La démarche de Nadeau repose sur une méthode systématique de production d’images. Elle se construit à partir d’une vaste matrice visuelle alimentée par des recherches d’images inversées. Des dessins, inspirés par des motifs issus de cette constellation, y sont régulièrement intégrés. Chaque image produite devient à son tour un point de départ pour de nouvelles recherches, générant ainsi un cycle autoréférentiel en constante expansion. De cette accumulation, de cette collision de langages, une tension productive émerge. Des possibilités surgissent là où contamination, hasard et choix ne s’imposent jamais comme une résolution, mais comme un seuil, porté par l’intuition, où des récits personnels résonnent dans ce qui est retenu, écarté ou laissé en suspens.
Les peintures réunies pour l’exposition s’élaborent à travers plusieurs phases. À travers ce parcours, les images glissent et se transforment d’un état à un autre : dessins et photographies sont numérisés, compressés, traduits en son, puis reconvertis, imprimés, modifiés, scannés et reconfigurés numériquement avant d’être sérigraphiés à la limite de la lisibilité. Les œuvres ne cherchent ni à illustrer ni à stabiliser, mais plutôt à sonder ce qui vacille : les seuils flous de la perception, les zones de bruit, les surfaces contaminées par l’erreur et l’incertitude.

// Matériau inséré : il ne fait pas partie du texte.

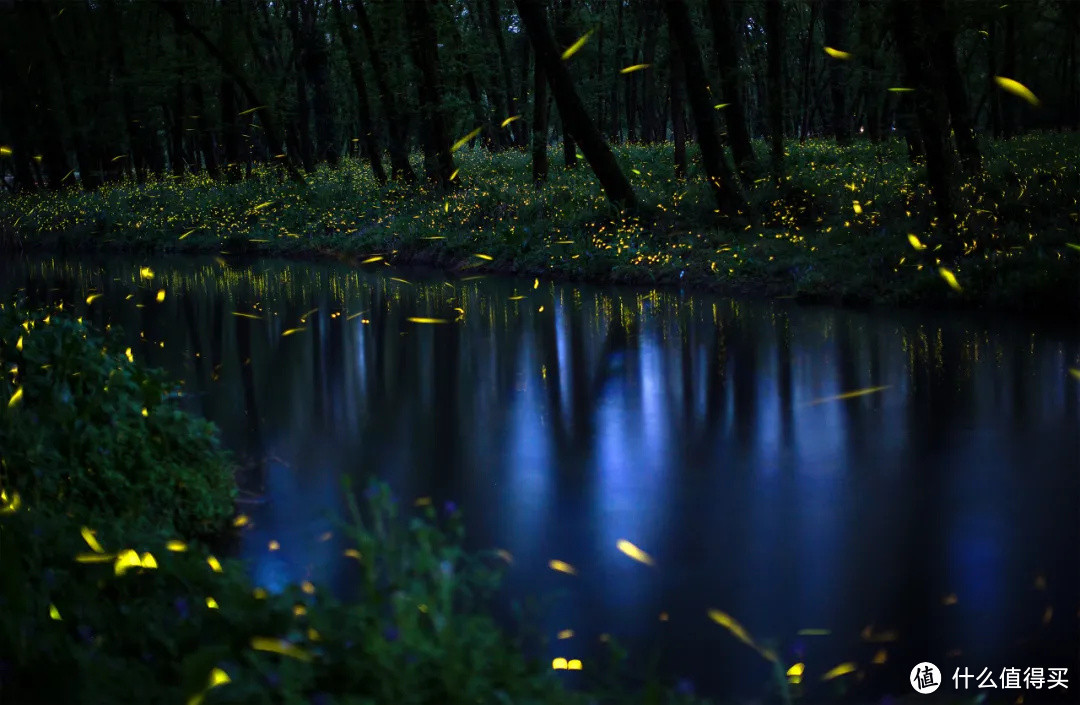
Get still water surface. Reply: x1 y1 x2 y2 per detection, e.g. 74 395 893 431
0 258 1080 699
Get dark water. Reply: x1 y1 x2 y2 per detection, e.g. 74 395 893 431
0 258 1080 702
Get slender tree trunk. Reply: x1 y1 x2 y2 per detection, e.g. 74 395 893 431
481 0 525 145
664 0 748 216
438 0 494 149
332 0 387 185
609 0 626 144
158 0 303 181
352 0 416 184
623 26 642 144
637 2 662 144
514 0 637 207
1001 3 1018 139
667 23 686 179
822 0 851 145
708 0 757 184
552 0 578 168
799 0 821 143
300 0 340 166
765 0 784 186
532 57 549 186
168 80 185 176
919 0 982 174
191 80 219 179
35 3 102 190
986 17 1011 139
890 0 957 233
0 41 43 191
288 2 315 174
404 0 455 189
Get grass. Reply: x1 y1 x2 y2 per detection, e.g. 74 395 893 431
0 134 1080 311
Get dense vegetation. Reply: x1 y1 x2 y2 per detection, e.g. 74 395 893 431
0 0 1080 309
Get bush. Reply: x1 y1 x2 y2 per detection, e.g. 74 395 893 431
0 303 235 535
0 486 576 705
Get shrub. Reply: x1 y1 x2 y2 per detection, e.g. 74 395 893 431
0 303 235 535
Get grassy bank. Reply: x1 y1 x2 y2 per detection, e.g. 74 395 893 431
0 134 1080 311
0 303 717 705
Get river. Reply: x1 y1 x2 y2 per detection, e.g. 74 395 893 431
0 257 1080 699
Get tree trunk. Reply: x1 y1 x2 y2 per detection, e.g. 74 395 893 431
919 0 981 174
332 0 387 186
822 0 851 145
300 0 340 166
799 0 821 143
158 0 303 181
890 0 956 233
1001 3 1017 139
986 17 1012 139
514 0 637 207
708 0 757 184
623 26 642 144
532 57 549 186
664 0 748 216
404 0 455 189
552 0 578 168
637 2 663 144
765 0 784 186
352 0 416 184
667 23 686 179
191 81 218 179
481 0 525 145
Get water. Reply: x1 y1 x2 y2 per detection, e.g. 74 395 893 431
0 258 1080 702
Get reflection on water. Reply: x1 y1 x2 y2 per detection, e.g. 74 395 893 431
0 254 1080 697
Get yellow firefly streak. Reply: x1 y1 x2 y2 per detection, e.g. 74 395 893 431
994 76 1041 106
548 560 578 575
807 384 889 406
615 539 652 566
563 29 593 62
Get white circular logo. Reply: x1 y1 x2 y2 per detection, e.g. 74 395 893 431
910 661 942 695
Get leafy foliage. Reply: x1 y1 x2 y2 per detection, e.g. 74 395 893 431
0 302 234 535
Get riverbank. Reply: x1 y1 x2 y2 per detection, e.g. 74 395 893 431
0 134 1080 313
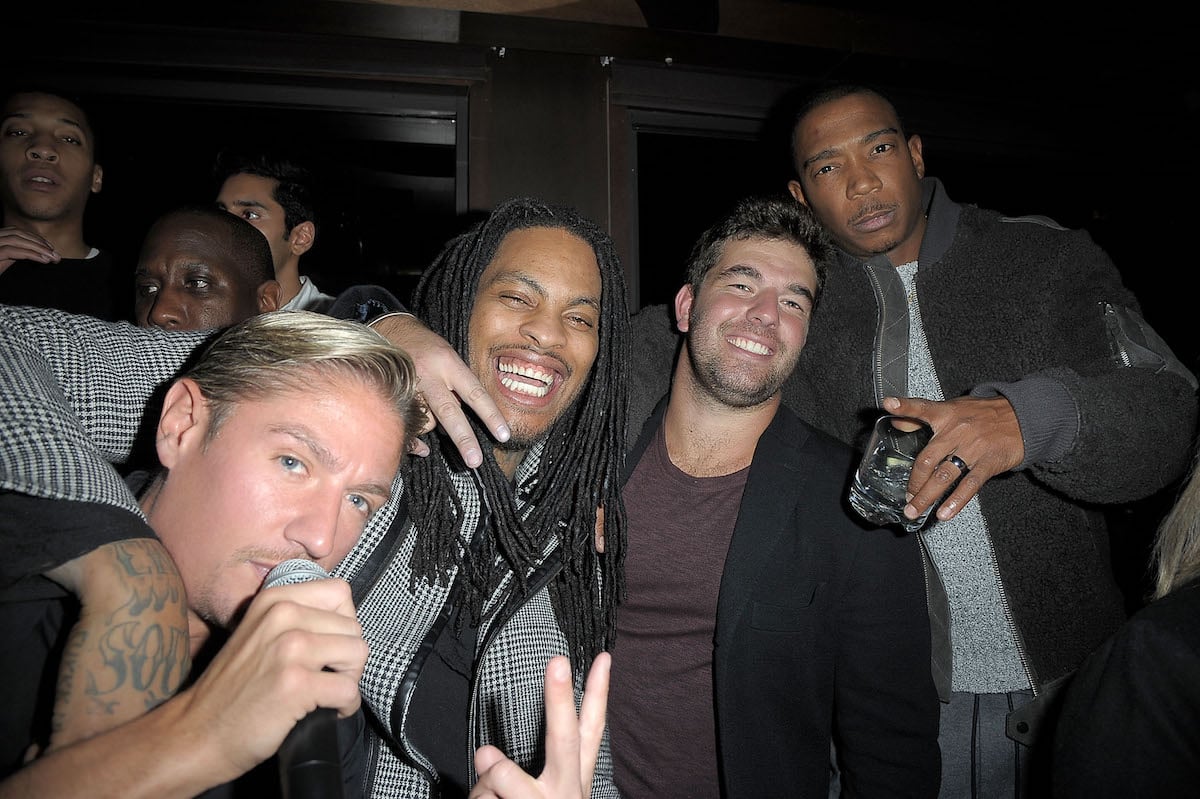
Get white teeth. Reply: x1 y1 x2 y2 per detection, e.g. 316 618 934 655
730 336 770 355
499 364 554 385
500 376 550 397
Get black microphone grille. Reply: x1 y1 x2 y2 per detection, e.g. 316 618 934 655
263 558 329 588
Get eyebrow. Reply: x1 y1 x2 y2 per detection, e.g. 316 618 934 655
218 200 266 208
0 112 88 138
804 126 900 168
492 269 600 313
716 264 816 301
268 425 391 499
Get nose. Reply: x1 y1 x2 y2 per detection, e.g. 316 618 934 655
25 136 59 163
146 289 187 330
746 290 779 326
846 157 883 197
521 308 566 349
284 493 344 560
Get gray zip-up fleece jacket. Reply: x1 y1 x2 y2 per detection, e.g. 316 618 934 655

Il y a ce moment, juste avant le sommeil, où le monde s’efface. Les yeux, eux, persistent. Refusent la nuit. Libéré de ses fonctions, notre système visuel commence à produire ce qu’il porte, révélant peu à peu son architecture intime. Pulsations lumineuses, poussières microscopiques, miroitement, oscillations: un vortex dans une mer close. Lorsque la perception extérieure cède, celle-ci se replie vers l’intérieur. Le système se sent lui-même et transporte ses propres ruines. Ce qui émerge ne relève plus de l’objet, ni du visible à confirmer. C’est un champ instable, sans point d’ancrage, des apparitions privées qui ne répondent à rien d’extérieur, échappant à la capture, échappant au récit. Les panneaux de verre sous les œuvres mettent en tension deux fonctions : voir à travers, et voir revenir. Entre l’image et le regard, une surface agit. L’accès vacille, partiellement parasité. - Jérôme Nadeau
Jérôme Nadeau vit et travaille à Montréal (QC). Il est titulaire d’une maîtrise en photographie de l’Université Concordia (2016). Son travail a été présenté dans plusieurs expositions individuelles et collectives, incluant LVH (Londres, UK, 2024), Eolith (2023), la Fondation Grantham (2022), à la Galerie Nicolas Robert (2019, 2021), au Musée d’art contemporain de Montréal (2020), à la Galerie René Blouin (2018), Occurrences (Montréal, 2016), Galerie Leonard & Bina Ellen (2016), Battat Contemporary (2016), Parisian Laundry (2016), Gallery 44 (2014) et à la Gallery Monitor (Gothenburg, Suède, 2014). Il est récipiendaire des bourses Mildred Lande and Margot Lande Fellowship in Photography (2013) et le Roloff Beny Fellowship in Photography (2015). Jérôme Nadeau est également le fondateur et codirecteur de soon.tw, une maison d’édition en art contemporain.